Although there is a lack of evidence on whether high RHR could result in higher CKD prevalence, ample evidence exists that higher RHR could be a risk indicator for CKD. Known risk factors for CKD include obesity [22], diabetes [15], and hypertension [23]. Interestingly, obesity [24], diabetes [6, 7, 25], and hypertension [8, 26] are significantly associated with RHR. Therefore, a higher RHR could reflect a higher prevalence of risk factors for CKD. Indeed, we observed significant differences in age, BMI, prevalence of diabetes, hypertension, smoking status, education, income, and level of physical activity when participants were categorized into quintiles. However, unlike previous studies [27], young age, diabetes, and diabetes duration were observed among those with higher RHR in our study, which suggests that a higher prevalence of CKD among participants with higher RHR was independent of age and BMI.
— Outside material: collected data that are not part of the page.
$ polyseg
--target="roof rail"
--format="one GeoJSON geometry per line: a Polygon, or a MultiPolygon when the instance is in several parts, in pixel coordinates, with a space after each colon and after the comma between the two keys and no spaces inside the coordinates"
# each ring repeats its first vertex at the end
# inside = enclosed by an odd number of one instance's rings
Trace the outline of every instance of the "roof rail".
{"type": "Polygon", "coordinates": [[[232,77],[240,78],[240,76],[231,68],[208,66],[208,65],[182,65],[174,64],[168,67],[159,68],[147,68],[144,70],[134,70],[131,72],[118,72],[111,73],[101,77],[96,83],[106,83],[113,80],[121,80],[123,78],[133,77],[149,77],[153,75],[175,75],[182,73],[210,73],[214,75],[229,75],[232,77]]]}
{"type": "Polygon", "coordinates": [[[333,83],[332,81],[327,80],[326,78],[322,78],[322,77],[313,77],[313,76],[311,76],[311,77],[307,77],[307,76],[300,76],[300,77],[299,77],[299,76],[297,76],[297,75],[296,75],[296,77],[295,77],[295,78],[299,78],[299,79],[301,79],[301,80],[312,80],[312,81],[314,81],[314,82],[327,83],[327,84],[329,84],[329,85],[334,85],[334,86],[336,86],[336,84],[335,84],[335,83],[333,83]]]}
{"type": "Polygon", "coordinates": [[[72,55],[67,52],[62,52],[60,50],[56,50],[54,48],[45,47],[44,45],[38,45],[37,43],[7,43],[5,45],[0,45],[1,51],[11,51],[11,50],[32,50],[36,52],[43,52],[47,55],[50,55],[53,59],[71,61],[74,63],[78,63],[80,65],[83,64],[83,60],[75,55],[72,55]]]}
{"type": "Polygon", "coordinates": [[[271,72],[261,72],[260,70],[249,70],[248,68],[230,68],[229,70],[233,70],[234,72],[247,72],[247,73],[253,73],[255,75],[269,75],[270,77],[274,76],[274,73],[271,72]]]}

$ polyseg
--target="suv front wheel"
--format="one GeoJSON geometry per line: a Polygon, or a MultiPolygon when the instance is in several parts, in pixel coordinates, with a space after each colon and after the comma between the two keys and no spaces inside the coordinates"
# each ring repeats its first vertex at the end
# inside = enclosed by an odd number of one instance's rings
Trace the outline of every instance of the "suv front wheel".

Because many people with CKD are unaware of their disease until their kidney dysfunction becomes irreversible, early diagnosis of CKD is important. Thus, our findings showed the utility of RHR in predicting undiagnosed CKD (early detection), if not alone, together with other risk factors of CKD. However, further prospective studies are needed to identify the role of RHR as a modifiable factor for prevention of incidence or progression of CKD.

Our study had some limitations. First, our study had a cross-sectional design; thus, it is difficult to examine the causal relationship between RHR and the risk of CKD. Second, there could be measurement errors in the assessment of RHR and CKD diagnosis. However, RHR was measured by professionally trained personnel, and all available CKD diagnoses were collected using detailed information from medical records, ACR, and eGFR. Third, although we comprehensively adjusted for various known risk factors, there could be residual confounding by unmeasured or unknown factors.

In conclusion, we clearly observed a significant positive association between RHR and CKD prevalence. A higher RHR was associated with an increased prevalence of CKD regardless of sex, age, and other potential confounding variables. The association between RHR and CKD prevalence is stronger in younger age, patients with diabetes, and diabetes diagnosis for more than 7 years, suggesting that a higher RHR could be used to predict undiagnosed CKD. Our findings showed that awareness of RHR could be used to screen personal health, including early detection of CKD.